« Tout me laisse à penser qu’on va assister à des matches de très haut niveau, annonce le directeur du tournoi. À chaque début de saison, nous rêvons d’un BNP Paribas Masters riche d’enjeux. Et cette année, beaucoup de choses peuvent se passer pendant notre tournoi. La place de numéro un mondial va se jouer sur les deux derniers tournois de l’année. Et deux mille points séparent Rafael Nadal, le numéro un mondial, de Novak Djokovic. Et le BNP Paribas Masters et les finales de l’ATP World Tour de Londres offrent 2500 points... » Plus précisément, l’Espagnol, vainqueur de dix titres en 2013, a 2060 points d’avance au classement ATP Race sur le Serbe, qui n’a gagné « que » cinq tournois.
Il faudrait donc que Nadal atteigne la finale de Bercy (qui offre 600 points au finaliste) pour tuer tout suspense avant la Masters Cup. Guy Forget voit le problème à l’envers : « Si Nadal connaît des défaillances et que Djokovic affiche le niveau de jeu de la fin de saison 2012 quand il a gagné à Londres, ça peut basculer. » Il est fort à parier que Novak Djokovic, déterminé à récupérer la place de leader du classement ATP qu’il a occupée jusqu’au Masters 1000 de Shanghai début octobre, s’aligne à Paris pour tenter le tout pour le tout. Mais pour Nadal, tout est possible.
Entre l’intérêt de Nadal à rester frais pour jouer la Masters Cup, qu’il n’a encore jamais remportée, et fondre sur Paris-Bercy pour assurer son rang, il y a match. D’autant que si Djokovic s’impose à Paris pour la deuxième fois de sa carrière (après 2009), l’Espagnol aura toujours son destin en main à Londres pour finir la saison en beauté. Cela dit, comme le Serbe, le Majorquin aura également l’appât du gain pour se motiver encore plus. S’il joue à Bercy, il aura pris part à huit des neuf Masters 1000 de la saison (il n’a manqué que Miami), ce qui lui permettra de toucher une jolie prime de deux millions d’euros supplémentaires, réservée au numéro un mondial. Une cerise en forme de pastèque sur son gâteau de 2013 qui n’enlèvera rien au goût de sa saison réussie et qui fait de la place de numéro un mondial un but affiché bien moins mercantile pour confirmer sa présence.

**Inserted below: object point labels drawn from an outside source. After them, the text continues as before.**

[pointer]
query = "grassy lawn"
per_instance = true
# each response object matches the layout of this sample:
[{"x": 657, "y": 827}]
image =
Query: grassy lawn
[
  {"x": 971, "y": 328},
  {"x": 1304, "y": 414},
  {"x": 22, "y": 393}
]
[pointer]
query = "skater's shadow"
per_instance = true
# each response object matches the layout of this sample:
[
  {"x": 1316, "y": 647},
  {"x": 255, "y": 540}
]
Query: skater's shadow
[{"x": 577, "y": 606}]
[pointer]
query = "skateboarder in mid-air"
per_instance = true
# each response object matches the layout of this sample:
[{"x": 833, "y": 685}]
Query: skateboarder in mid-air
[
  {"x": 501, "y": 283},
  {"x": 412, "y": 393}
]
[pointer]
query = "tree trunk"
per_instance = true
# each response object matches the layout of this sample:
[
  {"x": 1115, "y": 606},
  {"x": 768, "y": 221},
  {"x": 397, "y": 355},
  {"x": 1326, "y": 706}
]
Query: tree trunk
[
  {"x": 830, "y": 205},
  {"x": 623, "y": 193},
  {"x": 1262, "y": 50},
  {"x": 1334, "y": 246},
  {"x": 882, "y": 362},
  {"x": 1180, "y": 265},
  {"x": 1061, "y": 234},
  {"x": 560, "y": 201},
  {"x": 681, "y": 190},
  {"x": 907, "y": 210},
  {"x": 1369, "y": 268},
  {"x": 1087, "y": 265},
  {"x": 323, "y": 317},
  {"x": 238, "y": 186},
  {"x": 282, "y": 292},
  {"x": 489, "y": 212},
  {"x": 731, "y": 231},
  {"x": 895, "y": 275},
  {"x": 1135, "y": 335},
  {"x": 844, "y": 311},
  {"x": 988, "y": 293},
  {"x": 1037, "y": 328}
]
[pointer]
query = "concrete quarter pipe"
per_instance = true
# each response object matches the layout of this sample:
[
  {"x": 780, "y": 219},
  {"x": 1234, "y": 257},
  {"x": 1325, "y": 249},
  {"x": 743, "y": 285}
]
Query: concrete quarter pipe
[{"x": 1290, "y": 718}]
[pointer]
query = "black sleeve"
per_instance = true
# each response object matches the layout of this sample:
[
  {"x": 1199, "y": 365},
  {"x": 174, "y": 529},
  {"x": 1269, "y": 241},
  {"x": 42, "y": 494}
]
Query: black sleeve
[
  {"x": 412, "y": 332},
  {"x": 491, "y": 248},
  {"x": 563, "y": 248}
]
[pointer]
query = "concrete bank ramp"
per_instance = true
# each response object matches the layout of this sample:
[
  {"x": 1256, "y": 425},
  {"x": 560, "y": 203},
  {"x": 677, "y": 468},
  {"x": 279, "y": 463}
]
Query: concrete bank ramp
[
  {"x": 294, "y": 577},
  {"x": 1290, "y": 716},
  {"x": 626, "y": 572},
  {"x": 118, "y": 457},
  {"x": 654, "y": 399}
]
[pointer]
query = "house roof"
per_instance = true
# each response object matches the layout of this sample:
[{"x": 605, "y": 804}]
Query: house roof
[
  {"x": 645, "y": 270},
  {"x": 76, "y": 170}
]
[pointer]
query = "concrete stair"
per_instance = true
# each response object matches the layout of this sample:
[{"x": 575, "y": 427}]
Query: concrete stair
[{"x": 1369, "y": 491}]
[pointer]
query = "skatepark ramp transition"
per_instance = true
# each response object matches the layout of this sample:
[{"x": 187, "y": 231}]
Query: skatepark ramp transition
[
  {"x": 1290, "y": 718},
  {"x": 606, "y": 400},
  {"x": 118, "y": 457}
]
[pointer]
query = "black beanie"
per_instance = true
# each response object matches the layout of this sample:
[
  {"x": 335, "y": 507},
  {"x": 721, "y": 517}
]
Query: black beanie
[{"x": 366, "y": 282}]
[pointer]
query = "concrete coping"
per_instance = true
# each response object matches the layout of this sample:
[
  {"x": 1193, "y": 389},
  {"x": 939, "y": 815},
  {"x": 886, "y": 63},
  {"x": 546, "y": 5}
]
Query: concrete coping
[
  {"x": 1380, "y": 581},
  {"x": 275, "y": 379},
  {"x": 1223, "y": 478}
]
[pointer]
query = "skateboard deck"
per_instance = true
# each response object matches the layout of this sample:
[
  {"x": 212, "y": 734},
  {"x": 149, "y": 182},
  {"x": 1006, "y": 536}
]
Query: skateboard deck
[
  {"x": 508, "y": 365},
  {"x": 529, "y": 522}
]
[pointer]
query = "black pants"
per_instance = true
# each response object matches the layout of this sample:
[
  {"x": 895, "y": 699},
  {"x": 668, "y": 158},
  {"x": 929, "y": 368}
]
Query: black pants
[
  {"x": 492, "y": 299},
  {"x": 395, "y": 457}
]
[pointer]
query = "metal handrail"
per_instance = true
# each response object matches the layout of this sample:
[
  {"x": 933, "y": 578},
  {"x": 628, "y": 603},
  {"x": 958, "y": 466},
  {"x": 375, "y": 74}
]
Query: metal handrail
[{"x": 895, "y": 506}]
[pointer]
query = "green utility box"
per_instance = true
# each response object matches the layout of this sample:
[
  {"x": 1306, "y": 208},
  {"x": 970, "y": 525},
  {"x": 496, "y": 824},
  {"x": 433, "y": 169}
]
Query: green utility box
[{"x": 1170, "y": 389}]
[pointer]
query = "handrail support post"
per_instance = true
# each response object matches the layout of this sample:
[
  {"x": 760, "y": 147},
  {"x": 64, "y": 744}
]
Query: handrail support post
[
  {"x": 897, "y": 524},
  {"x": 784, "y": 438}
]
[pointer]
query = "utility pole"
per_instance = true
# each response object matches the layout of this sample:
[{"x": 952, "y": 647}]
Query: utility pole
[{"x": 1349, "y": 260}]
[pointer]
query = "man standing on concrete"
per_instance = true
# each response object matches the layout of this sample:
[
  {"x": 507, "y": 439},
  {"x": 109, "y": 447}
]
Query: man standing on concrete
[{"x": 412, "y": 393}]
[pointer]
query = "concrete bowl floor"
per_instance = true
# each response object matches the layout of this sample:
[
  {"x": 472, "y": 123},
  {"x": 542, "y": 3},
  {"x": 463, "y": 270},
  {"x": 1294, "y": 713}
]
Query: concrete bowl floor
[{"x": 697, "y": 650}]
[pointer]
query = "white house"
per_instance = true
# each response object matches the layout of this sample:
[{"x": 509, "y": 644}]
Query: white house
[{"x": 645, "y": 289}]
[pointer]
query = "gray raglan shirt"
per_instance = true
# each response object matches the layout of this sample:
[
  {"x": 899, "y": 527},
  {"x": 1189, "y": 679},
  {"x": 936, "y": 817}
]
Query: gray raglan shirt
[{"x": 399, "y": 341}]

Et s’il y en a un qui s’en frotte les mains, c’est bien Guy Forget, assez confiant quant à la venue du Majorquin. « J’ai été en contact avec les proches de Rafa. Il est très content d’être numéro un mondial, mais il est encore plus motivé pour finir l’année à cette place. Il couronnerait ainsi une saison exceptionnelle. Il a disputé quinze tournois, atteint treize fois la finale et gagné dix titres ! De plus, il n’a jamais gagné le BNP Paribas Masters. S’il y parvenait, ce serait le 27e ATP Masters 1000 de sa carrière. Surtout, il remporterait son sixième ATP Masters 1000 de la saison, ce qui constituerait un record. » Et s’il le faisait en finale face à Novak Djokovic en finale, ça n’aurait pas de prix...
Llodra, Mahut et Roger-Vasselin invités
La direction du Masters 1000 de Bercy a révélé mercredi le nom des bénéficiaires des trois invitations pour le tableau principal. Nicolas Mahut, Édouard-Roger Vasselin et Michaël Llodra – finaliste en 2012 – sont ainsi les heureux du jour. Ils rejoignent les sept Tricolores qualifiés directement pour le grand tableau (Julien Benneteau, Jérémy Chardy, Richard Gasquet, Gaël Monfils, Benoît Paire, Gilles Simon et Jo-Wilfried Tsonga).
Masters (F) Li Na a serré le jeu
Li Na a bien failli gaspiller une partie de son avance mercredi à Istanbul, mais la Chinoise a fini par se reprendre à temps face à Sara Errani (6-3, 7-6[5]). En tête 6-3, 5-3 et balle de match, elle n’a pas réussi à boucler l’affaire sur le service adverse, puis s’est fait breaker deux fois en servant pour le match (5-4, 6-5) et s’est retrouvée à 1-3 dans le jeu décisif. Mais la 5e joueuse mondiale a fini par tenir ses nerfs face à l’accrocheuse italienne qui finalement a bien tenu sa place malgré l’alerte physique de la veille. Elle a tout de même subi sa deuxième défaite dans ce Masters.